[Libre-soc-dev] memcpy optimization

Fri Dec 11 19:19:28 GMT 2020

On 12/11/20, Jacob Lifshay <programmerjake at gmail.com> wrote:

>> it *can* and *does already* when the memory block size is known at
>> compile-time (assuming alignment requirements are met).

ok right got it.  now that's clear what you mean (i was referring to
the general case)

yes.  fixed sizes and guaranteed alignment known, these can be
static-substituted with certain inline patterns.

here, yes, with static known sizes, the pseudo-op setvli can be used, no loop.

btw this is *the* primary reason why i specifically added a static VL
option to the old SVP-64, so that situations like this could literally
be covered with a single 64 bit instruction.

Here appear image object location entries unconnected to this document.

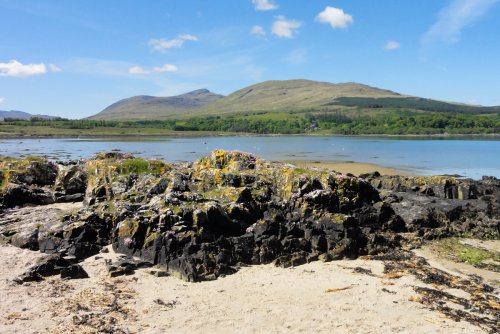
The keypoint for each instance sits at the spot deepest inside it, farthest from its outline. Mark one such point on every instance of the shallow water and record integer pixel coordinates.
(426, 156)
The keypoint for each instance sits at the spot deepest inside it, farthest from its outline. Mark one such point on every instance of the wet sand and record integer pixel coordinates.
(355, 168)
(316, 297)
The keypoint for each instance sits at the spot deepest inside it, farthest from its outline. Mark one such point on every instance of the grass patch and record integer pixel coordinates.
(453, 250)
(141, 166)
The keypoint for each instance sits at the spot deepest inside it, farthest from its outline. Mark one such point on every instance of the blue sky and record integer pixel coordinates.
(74, 58)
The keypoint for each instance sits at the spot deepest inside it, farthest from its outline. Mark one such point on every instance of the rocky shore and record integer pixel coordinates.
(208, 219)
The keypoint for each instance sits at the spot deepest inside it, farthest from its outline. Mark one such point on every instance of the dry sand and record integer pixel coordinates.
(355, 168)
(257, 299)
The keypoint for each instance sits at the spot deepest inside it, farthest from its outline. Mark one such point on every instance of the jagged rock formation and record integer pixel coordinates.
(203, 220)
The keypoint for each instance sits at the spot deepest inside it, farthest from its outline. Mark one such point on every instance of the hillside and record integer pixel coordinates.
(21, 115)
(290, 95)
(150, 107)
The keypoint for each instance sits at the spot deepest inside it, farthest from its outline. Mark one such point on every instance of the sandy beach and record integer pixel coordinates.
(317, 297)
(355, 168)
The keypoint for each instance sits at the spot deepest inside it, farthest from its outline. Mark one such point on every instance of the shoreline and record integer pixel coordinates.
(352, 167)
(194, 134)
(317, 296)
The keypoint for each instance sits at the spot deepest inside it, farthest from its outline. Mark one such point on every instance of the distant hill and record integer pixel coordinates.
(272, 97)
(21, 115)
(290, 95)
(150, 107)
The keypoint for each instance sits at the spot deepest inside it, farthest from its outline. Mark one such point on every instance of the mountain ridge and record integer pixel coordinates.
(144, 106)
(17, 114)
(299, 95)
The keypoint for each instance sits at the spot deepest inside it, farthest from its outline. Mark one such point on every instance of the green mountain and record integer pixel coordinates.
(151, 107)
(290, 95)
(280, 98)
(16, 114)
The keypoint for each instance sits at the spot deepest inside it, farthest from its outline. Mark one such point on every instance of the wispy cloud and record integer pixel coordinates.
(285, 28)
(258, 31)
(17, 69)
(392, 45)
(163, 45)
(265, 4)
(336, 17)
(138, 70)
(165, 68)
(297, 56)
(452, 19)
(54, 68)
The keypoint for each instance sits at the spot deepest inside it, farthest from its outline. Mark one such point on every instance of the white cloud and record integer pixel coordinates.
(164, 44)
(16, 69)
(336, 17)
(265, 5)
(165, 68)
(137, 70)
(258, 31)
(54, 68)
(297, 56)
(285, 28)
(392, 45)
(452, 19)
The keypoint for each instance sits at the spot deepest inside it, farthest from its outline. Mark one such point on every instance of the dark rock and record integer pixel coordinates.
(74, 271)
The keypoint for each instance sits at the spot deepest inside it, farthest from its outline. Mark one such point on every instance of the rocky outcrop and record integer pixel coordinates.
(204, 220)
(38, 181)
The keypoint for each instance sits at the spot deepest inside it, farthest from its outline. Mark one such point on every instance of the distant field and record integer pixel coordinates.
(341, 121)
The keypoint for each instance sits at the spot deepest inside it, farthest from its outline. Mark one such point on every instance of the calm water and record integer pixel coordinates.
(467, 157)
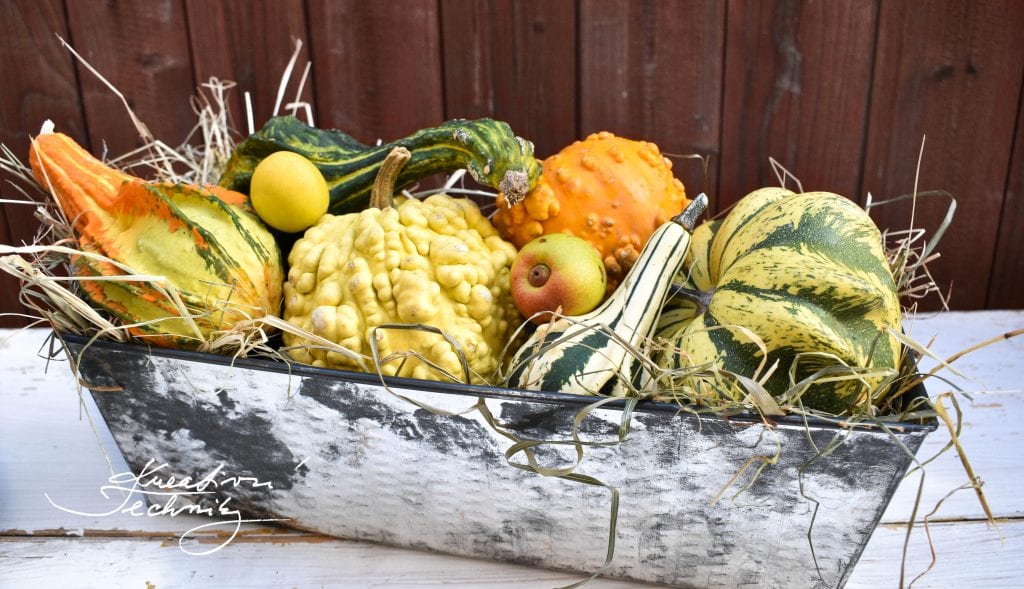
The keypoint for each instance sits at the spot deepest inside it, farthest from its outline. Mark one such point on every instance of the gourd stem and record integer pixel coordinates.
(382, 196)
(701, 298)
(688, 218)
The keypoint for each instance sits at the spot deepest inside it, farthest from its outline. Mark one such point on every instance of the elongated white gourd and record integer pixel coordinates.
(590, 353)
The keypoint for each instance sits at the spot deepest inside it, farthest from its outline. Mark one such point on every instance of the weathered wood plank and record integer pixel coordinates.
(1006, 287)
(38, 84)
(251, 43)
(141, 47)
(650, 71)
(968, 554)
(377, 67)
(515, 61)
(951, 74)
(797, 81)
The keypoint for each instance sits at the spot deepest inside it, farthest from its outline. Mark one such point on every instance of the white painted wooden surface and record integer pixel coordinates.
(54, 450)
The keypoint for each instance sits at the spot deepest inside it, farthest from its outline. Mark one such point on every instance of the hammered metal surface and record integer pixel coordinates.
(357, 461)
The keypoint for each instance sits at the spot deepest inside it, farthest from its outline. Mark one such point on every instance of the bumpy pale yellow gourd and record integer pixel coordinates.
(436, 262)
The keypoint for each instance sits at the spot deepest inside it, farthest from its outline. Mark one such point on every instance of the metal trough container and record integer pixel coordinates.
(341, 454)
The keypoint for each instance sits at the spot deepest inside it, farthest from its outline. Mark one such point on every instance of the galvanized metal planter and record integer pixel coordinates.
(346, 456)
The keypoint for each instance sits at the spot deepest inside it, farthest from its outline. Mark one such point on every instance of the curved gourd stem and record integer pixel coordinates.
(701, 298)
(688, 218)
(382, 196)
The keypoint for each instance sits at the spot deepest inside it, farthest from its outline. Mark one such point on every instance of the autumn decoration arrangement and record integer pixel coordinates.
(591, 272)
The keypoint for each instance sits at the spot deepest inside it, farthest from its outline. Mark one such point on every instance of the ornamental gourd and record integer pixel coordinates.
(808, 275)
(488, 150)
(361, 280)
(223, 264)
(609, 191)
(591, 353)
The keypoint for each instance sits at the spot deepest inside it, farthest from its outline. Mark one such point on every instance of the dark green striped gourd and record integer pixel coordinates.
(580, 354)
(488, 150)
(808, 275)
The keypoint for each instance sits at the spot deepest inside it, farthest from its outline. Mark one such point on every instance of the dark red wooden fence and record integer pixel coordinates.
(841, 92)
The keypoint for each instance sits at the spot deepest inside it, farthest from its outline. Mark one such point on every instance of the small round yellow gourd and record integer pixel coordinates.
(288, 192)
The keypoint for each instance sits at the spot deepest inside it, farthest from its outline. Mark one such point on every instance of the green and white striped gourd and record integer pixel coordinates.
(808, 275)
(590, 353)
(488, 150)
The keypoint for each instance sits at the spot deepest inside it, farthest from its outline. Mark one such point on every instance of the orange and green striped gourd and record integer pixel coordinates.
(220, 260)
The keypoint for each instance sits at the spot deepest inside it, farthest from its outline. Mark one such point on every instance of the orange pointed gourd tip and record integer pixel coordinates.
(610, 191)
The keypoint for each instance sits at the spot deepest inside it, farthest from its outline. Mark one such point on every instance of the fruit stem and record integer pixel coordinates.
(382, 196)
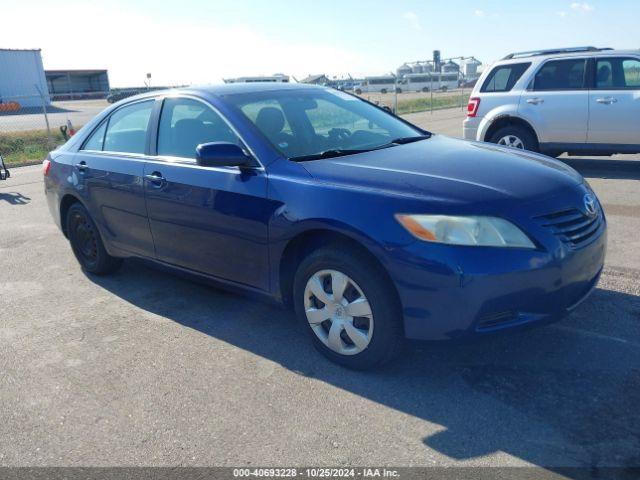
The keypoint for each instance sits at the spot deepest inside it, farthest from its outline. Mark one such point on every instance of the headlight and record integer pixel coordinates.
(476, 231)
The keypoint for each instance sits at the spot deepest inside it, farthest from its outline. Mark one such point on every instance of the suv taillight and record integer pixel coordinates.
(472, 106)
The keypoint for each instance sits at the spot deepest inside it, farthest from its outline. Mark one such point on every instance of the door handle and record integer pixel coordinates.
(156, 179)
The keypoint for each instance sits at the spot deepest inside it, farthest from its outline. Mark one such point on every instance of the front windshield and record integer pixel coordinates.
(305, 124)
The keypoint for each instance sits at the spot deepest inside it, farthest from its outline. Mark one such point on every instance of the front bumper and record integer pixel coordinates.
(471, 291)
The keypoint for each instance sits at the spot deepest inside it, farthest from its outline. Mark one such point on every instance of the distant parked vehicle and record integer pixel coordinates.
(378, 84)
(582, 101)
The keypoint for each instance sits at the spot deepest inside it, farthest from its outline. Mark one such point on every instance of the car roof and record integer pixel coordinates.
(538, 57)
(230, 88)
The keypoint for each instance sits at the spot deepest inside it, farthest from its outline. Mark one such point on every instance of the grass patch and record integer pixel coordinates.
(23, 148)
(424, 104)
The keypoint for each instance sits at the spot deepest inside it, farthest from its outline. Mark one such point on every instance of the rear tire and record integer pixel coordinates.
(517, 137)
(86, 242)
(366, 290)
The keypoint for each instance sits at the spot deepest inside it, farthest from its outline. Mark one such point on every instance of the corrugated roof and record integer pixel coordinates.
(313, 78)
(20, 49)
(75, 71)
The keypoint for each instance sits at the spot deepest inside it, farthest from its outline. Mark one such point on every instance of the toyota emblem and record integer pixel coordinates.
(589, 204)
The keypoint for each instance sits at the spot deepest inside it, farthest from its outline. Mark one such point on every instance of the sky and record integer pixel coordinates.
(203, 41)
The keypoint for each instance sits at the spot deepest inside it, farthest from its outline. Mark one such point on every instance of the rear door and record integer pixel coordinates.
(614, 101)
(110, 167)
(212, 220)
(556, 103)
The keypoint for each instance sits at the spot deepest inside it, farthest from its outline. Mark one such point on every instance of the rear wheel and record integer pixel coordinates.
(515, 136)
(86, 243)
(349, 308)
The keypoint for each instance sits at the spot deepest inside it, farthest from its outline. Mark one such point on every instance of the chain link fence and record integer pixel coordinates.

memcpy where the size is known to be 16 becomes only two static 2x 64
bit instructions (one LD, one ST) @ 64 bit wide:

    LD.VL=immed2 r4, 0(r5)
    ST.VL=immed2

hence i was pissed that we had to drop the old SVP-64 encoding because
we needed 27 bits to do it.  sigh.

it is not so bad though.  2x more instructions, one to set VL to
immediate, one to set it back to zero.

    setvli VL=2 # 2x 64-bit LD/STs
    LD.SV r4, 0(r5)
    ST.SV
    setvli VL=0 # disable SV

ok ok SUBVL could be used to set a vec2.

    LD.SUBVL=2 ...
    ST....

make VL larger then. say... 5.  when using SUBVL=2/3/4 that covers
quite a lot of use-cases and does not involve VL.

the general dynamic case, when either the count or alignment is *not*
known, is however flat-out impossible to use 64 bit granularity:
that's the seductive SIMD way.  the only way to make dynamic general
memcpy efficient is to use fail-on-first.

l.